Spanish Win the Fight for the Mercedes – Judge Orders Odyssey to Return $500 Million in Coins

Sinking of the Nuestra Señora de las Mercedes

The Battle of Cape Santa Maria was one of the most controversial naval engagements of the Napoleonic Wars.  The attack on a Spanish treasure fleet on October 5, 1804 by a British squadron, without a declaration of war, was considered to be an act of piracy by the Spanish and justified as a “necessity of war” by the British.  In addition to the international controversy, there were extended legal arguments over whether prize money was due to the British officers and and crews from the £900,000 (equivalent to £62,923,000 today) in gold and silver captured in the battle.

The Battle of Cape Santa Maria, or perhaps more properly, a battle over the battle, re-erupted in 2007 when Odyssey Marine Exploration secretly salvaged $500m (£308m) worth of gold and silver coins from the wreck of the Nuestra Señora de las Mercedes, a Spanish frigate which blew up and sank during the engagement.

The Spanish government sued Odyssey, demanding a return of the coins.  In 2009, a Florida court ruled that the Spanish government was the rightful owner of the treasure. Odyssey appealed the ruling.  Late last year, the company lobbied the US government to change the language of a 2004 law called the Sunken Military Craft Act to strengthen their case, but failed.  Now, an American circuit court has upheld previous rulings against the company and had directed Odyssey to return the coins to Spain.

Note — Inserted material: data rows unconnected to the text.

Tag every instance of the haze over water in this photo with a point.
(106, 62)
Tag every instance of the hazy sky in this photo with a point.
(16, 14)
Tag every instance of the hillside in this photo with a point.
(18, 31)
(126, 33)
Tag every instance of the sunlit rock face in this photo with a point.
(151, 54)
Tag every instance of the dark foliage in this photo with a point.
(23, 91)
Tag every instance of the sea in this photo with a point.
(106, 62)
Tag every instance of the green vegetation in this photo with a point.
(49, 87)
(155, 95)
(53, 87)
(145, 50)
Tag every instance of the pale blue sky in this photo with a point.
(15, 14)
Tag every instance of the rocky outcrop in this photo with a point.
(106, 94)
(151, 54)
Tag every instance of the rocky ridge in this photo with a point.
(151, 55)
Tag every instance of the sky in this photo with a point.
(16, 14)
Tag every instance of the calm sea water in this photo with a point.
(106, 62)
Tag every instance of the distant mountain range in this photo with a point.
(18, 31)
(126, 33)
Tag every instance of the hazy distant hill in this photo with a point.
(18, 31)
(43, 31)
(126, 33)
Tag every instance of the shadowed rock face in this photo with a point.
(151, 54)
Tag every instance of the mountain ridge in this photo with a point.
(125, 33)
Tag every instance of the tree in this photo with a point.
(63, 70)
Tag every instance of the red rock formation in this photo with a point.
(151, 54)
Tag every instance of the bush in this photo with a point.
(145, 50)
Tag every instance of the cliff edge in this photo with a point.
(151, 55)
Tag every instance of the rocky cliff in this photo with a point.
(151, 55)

The Battle of Cape Santa Maria may not yet be over.  Laura Barton, spokesman for Odyssey, says the firm is considering another appeal.

The battle is well know to readers of nautical fiction.  In Patrick O’Brian’s novel Post Captain, Stephen Maturin provides the intelligence permitting the interception, and Captain Aubrey, in temporary command of the Lively, captures the Santa Clara and the Fama, two of the treasure ships.

In C. S. Forester’s Hornblower and the Hotspur, Horatio Hornblower is attached to the squadron, but misses out on the captures while fending off a French ship.

In Showell Styles’s Midshipman Quinn and Denise the Spy, Septimus Quinn, also participates in the battle.

Thanks to Ann Brown and Alaric Bond  for contributing articles to this post.

 

 

Comments

Spanish Win the Fight for the Mercedes – Judge Orders Odyssey to Return $500 Million in Coins — 4 Comments

  1. Pingback: Update: Odyssey Marine Loses Appeal to Supreme Court Justice | Old Salt Blog – a virtual port of call for all those who love the sea

  2. Justo? The Spanish enslaved native South American indians, cruelly forced them to mine and forfeit their riches under threat of death, lost it in battle, then protested when the treasure was salvaged on the backs of other people’s labour and talent. All this done by threatening unarmed vessels with what apparently passes for the pride of the Spanish “navy” these days.

    If the Spanish had any ingenuity or ethics, they’d have found and recovered the wreck themselves then returned the items to the South Americans they were stolen from. Spain and its people have always shown a disregard for human rights throughout its murderous and thieving history.

    The Obama government is so weak and eager to please the Europeans, it readilly handed over possesion of the salvaged gold and silver to a beggar government and nation of whiny, hypocritical has beens.

    It’s no wonder Spain is an embarrassing shell of what it once was and has never truly represented anything great and never will.

  3. While it may be fashionable to blame the Obama administration for everything, it was in fact Federal courts, enforcing well established law, that returned the coins.